Mike McCready è un grande chitarrista, e non temo pareri contrari: nei Pearl Jam è naturalmente frenato dal genio incontrastato di Stone Gossard (in special modo nel pre-Yield), e il suo apporto si limita allo spleen più sfrenato. Questo disco è invece il suo capolavoro chitarristico: sfuriate elettriche e dolcezza a 6 corde, psichedelia e rock, Jimmy Page e Jimi Hendrix, Fender e Gibson, convivono in un equilibrio che ha del miracoloso: "River of deceit" è il suo contributo al rock di ogni tempo. Il basso di John Baker Sounders fa il suo lavoro: è il più esperto dei 3, ha una grande esperienza e si sente: tiene la baracca coi piedi ben piantati in terra, non permette né alla batteria, né alle chitarre di allontanarsi troppo dal seminato li controlla e li richiama all'ordine. La batteria di Barrett Martin è versatile quanto mai: la sua esperienza con gli Screaming Trees lo aveva del resto abituato ad alternare registri più bluesy ad altri decisamente più veloci. Alla voce, il meno considerato a livello mediatico di tutta la scena grunge: Layne Staley conferma ancora una volta lo straordinario talento messogli a disposizione dalla natura, e cioè una voce che è in grado di emozionare, trasmettere presagi, vibrare, e sognare: le sue armonizzazioni hanno fatto storia, e sono croce e delizia per chiunque tenti di interpretare un suo pezzo. In più, l'artwork dell'intero progetto è affidato ad alcuni suoi disegni: una puntualizzazione, dovuta all'artista Staley.

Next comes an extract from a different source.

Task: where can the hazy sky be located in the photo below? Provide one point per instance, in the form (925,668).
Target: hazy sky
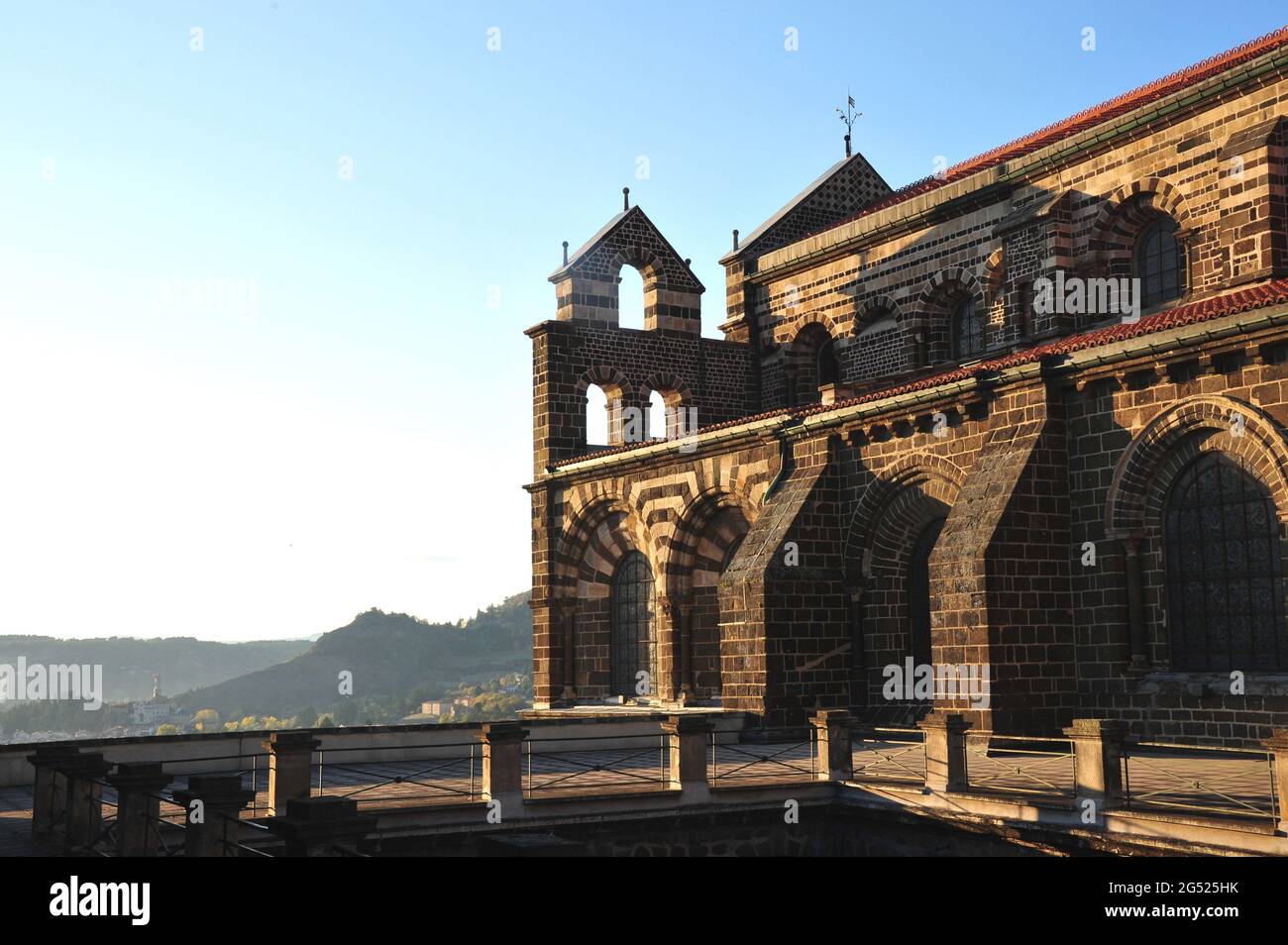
(262,301)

Il disco alterna partiture rock ad altre blues, raggiungendo livelli artistici veramente importanti: al primo registro si iscrivono la schizofrenica "X-ray mind", la dolce e allo stesso tempo amara "River of deceit", la potente "I'm above", mentre "I don't know anything" è l'unica concessione al grunge; accostabili ai canoni blues sono la maestosa "Wake up", l'ipnotica "Artificial red", la malata "Lifeless dead", mentre meno classificabili risultano essere "Long gone day", "November hotel" e "All alone". Tuttavia, il disco risulta compatto e senza alcuna dispersione, con una scaletta costruita in maniera esemplare. La musica sembra andare di pari passo con le liriche, come sempre impregnate di elementi biografici di Staley: in particolar modo, ?River of deceit? dipinge un quadro a tinte fosche, perfettamente colorato (in bianco e nero, paradosso) dalle note di McCready. Il disco, che resterà l'unico prodotto dal gruppo (che si può ammirare dal vivo in uno spettacolare concerto tenuto al Moore Theater di Seattle), chiude idealmente l'epopea grunge, esattamente a 4 anni di distanza da "Temple of the dog": un disco non facile, non accessibile a tutti; un disco che per quelli che c'erano rappresenta un momento irripetibile, e che per quelli che ci sono oggi, sarebbe da riscoprire. Purtroppo, o per fortuna a secondo dei punti di vista, ben presto i gruppi di appartenenza si rimetteranno in carreggiata: purtroppo, e qui non c'è alternativa, quei problemi che avevano unito questi musicisti non spariranno mai del tutto. McCready solo nel post-Binaural (e siamo già nel nuovo millennio) risolverà i suoi problemi, sembra definitivamente; John Baker Sounders morirà per overdose nel '99; Layne Staley, dopo un auto esilio durato anni (interrotto solo da pochi attimi di luce) verrà trovato morto il 5 aprile del 2002.

"Ci incontriamo tutti di tanto in tanto
Non è così strano
Quanto siamo lontani adesso
Sono l'unico che ricorda quella estate
Oh, io ricordo
Ogni giorno in ogni momento quel luogo era sicuro
La musica che abbiamo fatto
Il vento ha trasportato via tutto quanto"

("Long gone day")

 

Ps: ho ritenuto di scrivere questa recensione perché, pur essendo apprezzabili, quelle già presenti mi sembravano mancare di qualcosa e data l'importanza che ha per me questo disco, ci tenevo a dire la mia.